“Ode al tortellino”
Quale cibo sopraffino
è il felsineo tortellino.
Dentro il brodo di cappone
te lo mangi in un boccone,
se poi metti panna o ragù,
te lo gusti ancor di più.
Con le uova e la farina
già la sfoglia vien divina,
ben tirata al mattarello:
il segreto è proprio quello.
[…]
Per i bolognesi la cucina tradizionale è quanto c’è di più serio del loro folklore.
Tutti conoscono il tortellino, ma pochi conoscono l’originale “turtlen”.
Cosa c’è di diverso? TUTTO, almeno per i bolognesi, per i quali questo prodotto è così importante, che hanno fondato una vera e propria confraternita in suo onore. Il 24 ottobre 1965, ad opera di buongustai locali, infatti, viene firmato l’atto notarile che da vita all’ associazione.

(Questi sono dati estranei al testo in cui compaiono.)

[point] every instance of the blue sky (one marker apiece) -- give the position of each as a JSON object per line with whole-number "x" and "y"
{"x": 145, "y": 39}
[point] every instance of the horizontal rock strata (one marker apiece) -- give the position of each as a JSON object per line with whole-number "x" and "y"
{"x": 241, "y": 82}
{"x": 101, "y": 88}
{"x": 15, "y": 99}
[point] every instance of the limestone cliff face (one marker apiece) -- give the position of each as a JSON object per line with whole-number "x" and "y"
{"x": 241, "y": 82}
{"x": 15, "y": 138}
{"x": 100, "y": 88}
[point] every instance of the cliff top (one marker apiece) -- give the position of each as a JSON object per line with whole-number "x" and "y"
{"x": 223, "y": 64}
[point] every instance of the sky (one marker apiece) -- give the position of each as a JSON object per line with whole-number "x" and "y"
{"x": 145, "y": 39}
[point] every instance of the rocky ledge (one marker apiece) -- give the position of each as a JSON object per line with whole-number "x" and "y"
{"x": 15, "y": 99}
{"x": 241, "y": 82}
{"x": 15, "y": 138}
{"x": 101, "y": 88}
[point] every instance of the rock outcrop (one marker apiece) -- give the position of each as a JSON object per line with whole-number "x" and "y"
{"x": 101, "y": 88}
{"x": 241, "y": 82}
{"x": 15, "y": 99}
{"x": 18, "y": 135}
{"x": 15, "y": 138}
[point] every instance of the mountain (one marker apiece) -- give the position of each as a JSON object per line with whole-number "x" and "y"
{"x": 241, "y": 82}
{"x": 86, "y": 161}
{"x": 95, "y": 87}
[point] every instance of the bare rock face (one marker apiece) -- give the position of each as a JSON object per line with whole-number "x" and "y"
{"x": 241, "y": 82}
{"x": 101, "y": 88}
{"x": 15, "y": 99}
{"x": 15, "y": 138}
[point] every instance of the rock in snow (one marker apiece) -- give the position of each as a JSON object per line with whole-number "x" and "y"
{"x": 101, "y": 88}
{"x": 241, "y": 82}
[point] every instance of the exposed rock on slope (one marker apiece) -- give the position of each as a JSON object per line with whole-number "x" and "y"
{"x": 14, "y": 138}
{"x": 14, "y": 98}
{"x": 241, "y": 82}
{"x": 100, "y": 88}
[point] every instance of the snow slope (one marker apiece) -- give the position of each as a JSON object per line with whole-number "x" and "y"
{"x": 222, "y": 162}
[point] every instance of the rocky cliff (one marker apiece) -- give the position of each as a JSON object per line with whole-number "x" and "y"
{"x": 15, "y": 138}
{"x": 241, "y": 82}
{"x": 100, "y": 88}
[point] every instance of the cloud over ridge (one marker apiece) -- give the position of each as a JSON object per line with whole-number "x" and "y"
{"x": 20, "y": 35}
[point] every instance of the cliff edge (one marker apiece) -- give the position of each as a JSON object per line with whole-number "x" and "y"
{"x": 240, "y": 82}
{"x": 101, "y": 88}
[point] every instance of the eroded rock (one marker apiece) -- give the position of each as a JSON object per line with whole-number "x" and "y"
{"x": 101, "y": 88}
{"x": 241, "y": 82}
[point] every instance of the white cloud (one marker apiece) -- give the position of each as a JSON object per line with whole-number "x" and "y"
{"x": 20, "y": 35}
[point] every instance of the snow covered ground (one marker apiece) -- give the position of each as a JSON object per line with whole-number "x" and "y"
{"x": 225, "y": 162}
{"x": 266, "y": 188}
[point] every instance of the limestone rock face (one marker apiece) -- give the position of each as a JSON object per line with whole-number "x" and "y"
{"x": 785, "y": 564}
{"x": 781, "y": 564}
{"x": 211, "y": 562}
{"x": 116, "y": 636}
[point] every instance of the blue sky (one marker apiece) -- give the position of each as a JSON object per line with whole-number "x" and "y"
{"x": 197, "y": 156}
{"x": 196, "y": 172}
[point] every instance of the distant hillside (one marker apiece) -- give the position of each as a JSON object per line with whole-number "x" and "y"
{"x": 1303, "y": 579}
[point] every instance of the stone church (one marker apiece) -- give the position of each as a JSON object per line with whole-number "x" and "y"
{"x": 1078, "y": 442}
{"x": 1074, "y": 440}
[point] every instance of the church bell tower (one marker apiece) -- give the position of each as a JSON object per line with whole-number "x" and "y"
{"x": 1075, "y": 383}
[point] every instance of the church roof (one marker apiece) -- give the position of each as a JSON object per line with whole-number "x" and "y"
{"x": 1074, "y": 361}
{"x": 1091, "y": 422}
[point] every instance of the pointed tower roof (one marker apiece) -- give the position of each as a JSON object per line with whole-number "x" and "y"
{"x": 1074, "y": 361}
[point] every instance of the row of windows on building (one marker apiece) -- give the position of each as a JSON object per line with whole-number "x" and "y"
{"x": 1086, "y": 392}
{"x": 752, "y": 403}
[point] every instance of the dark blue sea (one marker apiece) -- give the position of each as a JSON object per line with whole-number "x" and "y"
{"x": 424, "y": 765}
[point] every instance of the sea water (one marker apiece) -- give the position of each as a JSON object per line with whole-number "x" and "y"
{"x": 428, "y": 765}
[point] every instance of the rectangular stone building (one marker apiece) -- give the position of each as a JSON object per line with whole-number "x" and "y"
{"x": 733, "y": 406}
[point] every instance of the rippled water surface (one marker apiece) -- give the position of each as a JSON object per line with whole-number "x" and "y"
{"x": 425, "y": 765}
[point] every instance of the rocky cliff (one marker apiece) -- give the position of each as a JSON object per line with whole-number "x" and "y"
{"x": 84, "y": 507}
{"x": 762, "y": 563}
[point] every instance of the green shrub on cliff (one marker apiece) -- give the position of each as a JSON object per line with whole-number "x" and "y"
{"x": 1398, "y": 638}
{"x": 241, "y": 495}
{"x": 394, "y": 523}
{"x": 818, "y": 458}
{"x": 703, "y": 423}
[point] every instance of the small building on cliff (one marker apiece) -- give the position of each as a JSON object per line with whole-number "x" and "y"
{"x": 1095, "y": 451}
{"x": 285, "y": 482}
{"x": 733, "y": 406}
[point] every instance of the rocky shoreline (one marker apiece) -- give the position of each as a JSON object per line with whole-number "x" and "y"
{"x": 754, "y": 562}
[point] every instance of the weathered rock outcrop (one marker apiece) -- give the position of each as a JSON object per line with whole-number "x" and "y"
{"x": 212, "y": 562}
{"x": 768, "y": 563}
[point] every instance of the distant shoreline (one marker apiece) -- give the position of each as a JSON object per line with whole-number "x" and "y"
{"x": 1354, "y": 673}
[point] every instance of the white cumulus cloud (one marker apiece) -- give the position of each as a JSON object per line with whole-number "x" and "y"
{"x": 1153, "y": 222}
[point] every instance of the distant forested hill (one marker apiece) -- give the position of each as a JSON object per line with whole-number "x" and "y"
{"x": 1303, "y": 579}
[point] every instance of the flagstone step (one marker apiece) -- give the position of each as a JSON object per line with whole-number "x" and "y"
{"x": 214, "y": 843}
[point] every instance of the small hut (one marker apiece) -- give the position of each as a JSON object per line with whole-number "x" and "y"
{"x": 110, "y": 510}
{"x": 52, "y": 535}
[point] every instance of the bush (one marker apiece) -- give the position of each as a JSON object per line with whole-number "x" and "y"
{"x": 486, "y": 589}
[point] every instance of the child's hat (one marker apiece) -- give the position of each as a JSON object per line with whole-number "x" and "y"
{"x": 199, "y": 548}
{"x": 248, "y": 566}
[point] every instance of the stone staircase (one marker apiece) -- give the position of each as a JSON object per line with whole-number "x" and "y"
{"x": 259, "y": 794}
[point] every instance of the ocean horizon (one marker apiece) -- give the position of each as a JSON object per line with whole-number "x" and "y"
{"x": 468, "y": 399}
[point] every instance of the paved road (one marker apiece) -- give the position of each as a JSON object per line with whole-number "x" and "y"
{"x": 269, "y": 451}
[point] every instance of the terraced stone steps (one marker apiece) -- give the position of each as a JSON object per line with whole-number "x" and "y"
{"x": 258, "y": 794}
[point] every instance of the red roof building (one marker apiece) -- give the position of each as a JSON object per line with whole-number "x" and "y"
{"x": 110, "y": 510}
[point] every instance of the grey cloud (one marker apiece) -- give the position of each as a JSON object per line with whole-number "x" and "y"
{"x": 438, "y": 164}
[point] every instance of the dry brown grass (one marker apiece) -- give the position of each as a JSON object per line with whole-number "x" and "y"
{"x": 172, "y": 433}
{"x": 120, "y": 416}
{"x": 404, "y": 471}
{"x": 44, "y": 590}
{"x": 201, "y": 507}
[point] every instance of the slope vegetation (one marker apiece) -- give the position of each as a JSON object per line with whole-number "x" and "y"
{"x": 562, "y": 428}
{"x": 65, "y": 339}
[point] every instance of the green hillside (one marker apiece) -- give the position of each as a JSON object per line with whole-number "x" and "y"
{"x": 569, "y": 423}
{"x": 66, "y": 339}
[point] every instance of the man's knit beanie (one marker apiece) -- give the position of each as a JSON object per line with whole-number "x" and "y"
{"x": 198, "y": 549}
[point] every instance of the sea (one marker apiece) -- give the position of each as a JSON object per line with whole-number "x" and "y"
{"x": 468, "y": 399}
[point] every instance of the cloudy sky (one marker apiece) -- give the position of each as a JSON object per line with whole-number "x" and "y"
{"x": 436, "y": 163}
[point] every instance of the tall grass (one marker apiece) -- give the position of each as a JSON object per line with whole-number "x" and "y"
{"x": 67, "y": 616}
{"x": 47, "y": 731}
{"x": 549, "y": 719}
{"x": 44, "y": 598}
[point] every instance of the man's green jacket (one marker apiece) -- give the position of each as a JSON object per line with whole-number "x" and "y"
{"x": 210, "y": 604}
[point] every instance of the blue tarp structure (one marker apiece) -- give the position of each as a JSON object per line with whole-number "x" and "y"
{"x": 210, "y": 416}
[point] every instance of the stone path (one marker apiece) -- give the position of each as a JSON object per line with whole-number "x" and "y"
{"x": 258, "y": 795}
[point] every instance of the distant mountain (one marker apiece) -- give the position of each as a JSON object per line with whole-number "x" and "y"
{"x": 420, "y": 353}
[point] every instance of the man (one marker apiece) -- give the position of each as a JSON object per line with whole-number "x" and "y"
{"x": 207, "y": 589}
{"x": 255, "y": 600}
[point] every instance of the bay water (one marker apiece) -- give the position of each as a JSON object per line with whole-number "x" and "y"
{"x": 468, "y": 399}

Ora nell’immaginario di tutti si è creata una scena di uomini incappucciati che venerano un enorme tortellino al chiaro di luna, mentre pronunciano strane formule. Nulla di tutto ciò è vero, se non che i membri onorari della confraternita del tortellino indossano realmente delle cappe gialle con tanto di bottoni dorati con la forma di questo manicaretto. La motivazione che spinse alla sua creazione è da ricercare nella diatriba che al tempo occupava le pagine dei giornali locali, ovvero quella che metteva in dubbio la cucina rosso-blu, insinuando anche dubbi sull’origine bolognese del tortellino.
Era Modena che avanzava pretese sulla paternità di questo prodotto, come era già successo in passato nel 1800. Così un gruppo di buongustai e in particolare Giovanni Poggi (un industriale che, nel tempo libero, si dedicava alla diffusione della tradizionale cucina bolognese), fondarono la Confraternita. Il motto che ancora oggi la contraddistingue è “In studio, in mensa, Bononia docet”.
Per appianare ogni dubbio sulla preparazione di queste piccole prelibatezze, il 7 dicembre del 1974, in collaborazione con l’Accademia Italiana della Cucina, venne depositata l’autentica ricetta del ripieno del “turtlen”, fissando anche i parametri della preparazione del brodo. Inoltre, sono state precisate le caratteristiche che lo rendono unico e inconfondibile nel panorama della vasta cucina delle paste ripiene.
Lo scopo dell’associazione è chiaro dalle parole dello stesso Poggi: “l’interesse per la cucina bolognese in particolare, e dell’Emilia Romagna in generale, difendendo e diffondendo le più antiche ricette gastronomiche, e in particolare quella del Tortellino, l’immagine più autentica della cucina e della cultura bolognese. Da epoche immemorabili, attraverso storie e leggende, Bologna è nota quale creatrice del tortellino né vi sono dubbi in proposito”. Questa congregazione ebbe un’intensa attività fino alla morte del suo fondatore e del suo braccio destro Alessandro Cervellati, il quale descrisse il tortellino come “un rapporto di amorosi sensi fra un fatto gastronomico e l’avvenenza femminile”.
Ancora oggi la Confraternita del Tortellino sopravvive, soprattutto grazie alla volontà di contrastare la diffusione del cibo fast food, che sta cancellando la gioia dello stare insieme a tavola. Vengono riproposte le tesi di Poggi e Cervellati, ma allo stesso tempo vi è una reazione alla scarsa cultura culinaria divagante, che propone alternative alla classica ricetta (vogliamo parlare dell’assurdità del tortellino affogato nelle vongole o, ancora peggio, nel ragù? oppure delle varianti aberranti del ripieno?).
Il merito della conservazione dello standard di questa prelibatezza va dato anche alle migliaia di sfogline che, con il loro lavoro, hanno tramandato la ricetta originale da generazione in generazione, fornendo un prodotto eccellente.
Sopravvivendo a tutte le rivoluzioni e ai diversi intingoli, il tortellino riesce sempre a galleggiare nel suo brodo fumante, mettendo d’accordo modernisti e tradizionalisti.